FACT SHEET: The President’s Budget Reduces Deficits by Nearly $3 Trillion Over 10 Years
Budget Details Plan to Invest in America, Lower Costs and Cut Taxes for Working Families, and Protect and Strengthen Medicare and Social Security
President Biden has long believed that we need to grow the economy from the bottom up and middle out, not the top down. Over the past two years, in the face of significant challenges, that economic strategy has produced historic progress for the American people.
Under the President’s leadership, the economy has added more than 12 million jobs—more jobs in two years than any president has created in a four-year term—including 800,000 manufacturing jobs. The unemployment rate has fallen to 3.4 percent, the lowest in 54 years. The Black and Hispanic unemployment rates are near record lows. The past two years were the best two years for new small business applications on record.
The President has taken action to lower costs and give families more breathing room, including cutting prescription drug costs, health insurance premiums, and energy bills, while driving the uninsured rate to historic lows. And the President’s plan is rebuilding America’s infrastructure, making the economy more competitive, investing in American innovation and industries that will define the future, and fueling a manufacturing boom that is strengthening parts of the country that have long been left behind while creating good jobs for workers, including those without college degrees.

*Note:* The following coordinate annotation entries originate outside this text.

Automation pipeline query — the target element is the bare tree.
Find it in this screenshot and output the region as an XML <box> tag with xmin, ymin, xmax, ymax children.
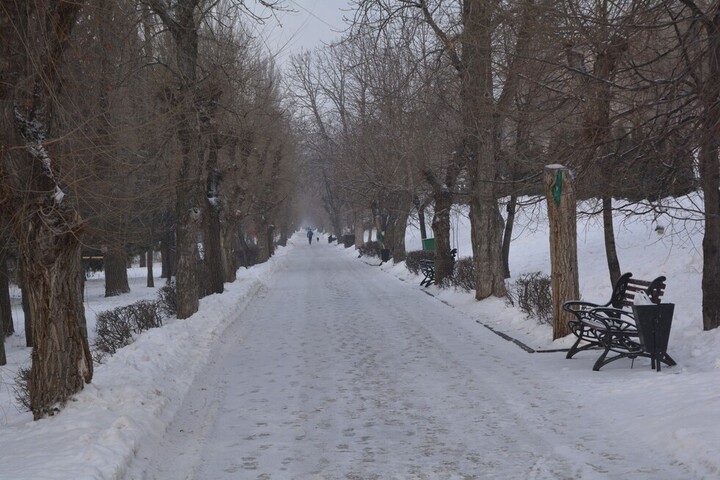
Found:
<box><xmin>0</xmin><ymin>0</ymin><xmax>93</xmax><ymax>419</ymax></box>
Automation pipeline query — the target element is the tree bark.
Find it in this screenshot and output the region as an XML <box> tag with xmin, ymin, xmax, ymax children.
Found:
<box><xmin>502</xmin><ymin>194</ymin><xmax>517</xmax><ymax>278</ymax></box>
<box><xmin>0</xmin><ymin>247</ymin><xmax>7</xmax><ymax>365</ymax></box>
<box><xmin>18</xmin><ymin>262</ymin><xmax>33</xmax><ymax>348</ymax></box>
<box><xmin>699</xmin><ymin>11</ymin><xmax>720</xmax><ymax>330</ymax></box>
<box><xmin>602</xmin><ymin>196</ymin><xmax>622</xmax><ymax>285</ymax></box>
<box><xmin>145</xmin><ymin>248</ymin><xmax>155</xmax><ymax>288</ymax></box>
<box><xmin>221</xmin><ymin>221</ymin><xmax>238</xmax><ymax>283</ymax></box>
<box><xmin>355</xmin><ymin>215</ymin><xmax>365</xmax><ymax>250</ymax></box>
<box><xmin>255</xmin><ymin>215</ymin><xmax>270</xmax><ymax>263</ymax></box>
<box><xmin>18</xmin><ymin>211</ymin><xmax>93</xmax><ymax>419</ymax></box>
<box><xmin>545</xmin><ymin>165</ymin><xmax>580</xmax><ymax>340</ymax></box>
<box><xmin>0</xmin><ymin>0</ymin><xmax>93</xmax><ymax>419</ymax></box>
<box><xmin>204</xmin><ymin>138</ymin><xmax>225</xmax><ymax>293</ymax></box>
<box><xmin>460</xmin><ymin>0</ymin><xmax>506</xmax><ymax>300</ymax></box>
<box><xmin>103</xmin><ymin>246</ymin><xmax>130</xmax><ymax>297</ymax></box>
<box><xmin>147</xmin><ymin>0</ymin><xmax>203</xmax><ymax>319</ymax></box>
<box><xmin>0</xmin><ymin>240</ymin><xmax>15</xmax><ymax>338</ymax></box>
<box><xmin>432</xmin><ymin>189</ymin><xmax>454</xmax><ymax>285</ymax></box>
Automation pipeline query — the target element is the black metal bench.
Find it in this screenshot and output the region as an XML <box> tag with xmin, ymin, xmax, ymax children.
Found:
<box><xmin>580</xmin><ymin>307</ymin><xmax>675</xmax><ymax>371</ymax></box>
<box><xmin>420</xmin><ymin>248</ymin><xmax>457</xmax><ymax>287</ymax></box>
<box><xmin>563</xmin><ymin>273</ymin><xmax>675</xmax><ymax>370</ymax></box>
<box><xmin>420</xmin><ymin>258</ymin><xmax>435</xmax><ymax>287</ymax></box>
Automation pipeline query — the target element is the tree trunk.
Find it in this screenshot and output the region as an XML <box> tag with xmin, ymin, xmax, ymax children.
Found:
<box><xmin>0</xmin><ymin>244</ymin><xmax>15</xmax><ymax>338</ymax></box>
<box><xmin>149</xmin><ymin>0</ymin><xmax>203</xmax><ymax>319</ymax></box>
<box><xmin>355</xmin><ymin>216</ymin><xmax>365</xmax><ymax>249</ymax></box>
<box><xmin>0</xmin><ymin>1</ymin><xmax>93</xmax><ymax>419</ymax></box>
<box><xmin>392</xmin><ymin>210</ymin><xmax>410</xmax><ymax>263</ymax></box>
<box><xmin>460</xmin><ymin>0</ymin><xmax>506</xmax><ymax>300</ymax></box>
<box><xmin>220</xmin><ymin>222</ymin><xmax>238</xmax><ymax>283</ymax></box>
<box><xmin>278</xmin><ymin>222</ymin><xmax>288</xmax><ymax>247</ymax></box>
<box><xmin>145</xmin><ymin>248</ymin><xmax>155</xmax><ymax>288</ymax></box>
<box><xmin>255</xmin><ymin>218</ymin><xmax>270</xmax><ymax>263</ymax></box>
<box><xmin>103</xmin><ymin>247</ymin><xmax>130</xmax><ymax>297</ymax></box>
<box><xmin>502</xmin><ymin>194</ymin><xmax>517</xmax><ymax>278</ymax></box>
<box><xmin>17</xmin><ymin>206</ymin><xmax>93</xmax><ymax>419</ymax></box>
<box><xmin>432</xmin><ymin>189</ymin><xmax>454</xmax><ymax>285</ymax></box>
<box><xmin>418</xmin><ymin>198</ymin><xmax>430</xmax><ymax>240</ymax></box>
<box><xmin>0</xmin><ymin>247</ymin><xmax>7</xmax><ymax>365</ymax></box>
<box><xmin>160</xmin><ymin>230</ymin><xmax>175</xmax><ymax>281</ymax></box>
<box><xmin>18</xmin><ymin>262</ymin><xmax>33</xmax><ymax>348</ymax></box>
<box><xmin>699</xmin><ymin>15</ymin><xmax>720</xmax><ymax>330</ymax></box>
<box><xmin>602</xmin><ymin>196</ymin><xmax>622</xmax><ymax>285</ymax></box>
<box><xmin>545</xmin><ymin>165</ymin><xmax>580</xmax><ymax>340</ymax></box>
<box><xmin>204</xmin><ymin>136</ymin><xmax>225</xmax><ymax>293</ymax></box>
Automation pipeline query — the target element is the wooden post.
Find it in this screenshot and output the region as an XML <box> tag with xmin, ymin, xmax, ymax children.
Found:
<box><xmin>545</xmin><ymin>165</ymin><xmax>580</xmax><ymax>340</ymax></box>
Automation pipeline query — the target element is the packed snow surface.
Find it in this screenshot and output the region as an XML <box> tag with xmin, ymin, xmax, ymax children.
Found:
<box><xmin>0</xmin><ymin>196</ymin><xmax>720</xmax><ymax>480</ymax></box>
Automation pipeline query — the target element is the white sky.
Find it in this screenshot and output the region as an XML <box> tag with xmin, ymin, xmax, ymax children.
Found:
<box><xmin>252</xmin><ymin>0</ymin><xmax>351</xmax><ymax>65</ymax></box>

The President has done all of this while delivering on his commitment to fiscal responsibility. While the previous Administration passed a nearly $2 trillion unpaid-for tax cut with benefits skewed to the wealthy and big corporations while dramatically increasing the deficit, President Biden cut the deficit by more than $1.7 trillion during his first two years in office—the largest decline in American history. And the reforms he signed into law to take on Big Pharma, lower prescription drug costs, and make the wealthy and large corporations pay their fair share will reduce the deficit by hundreds of billions of dollars more over the coming decade.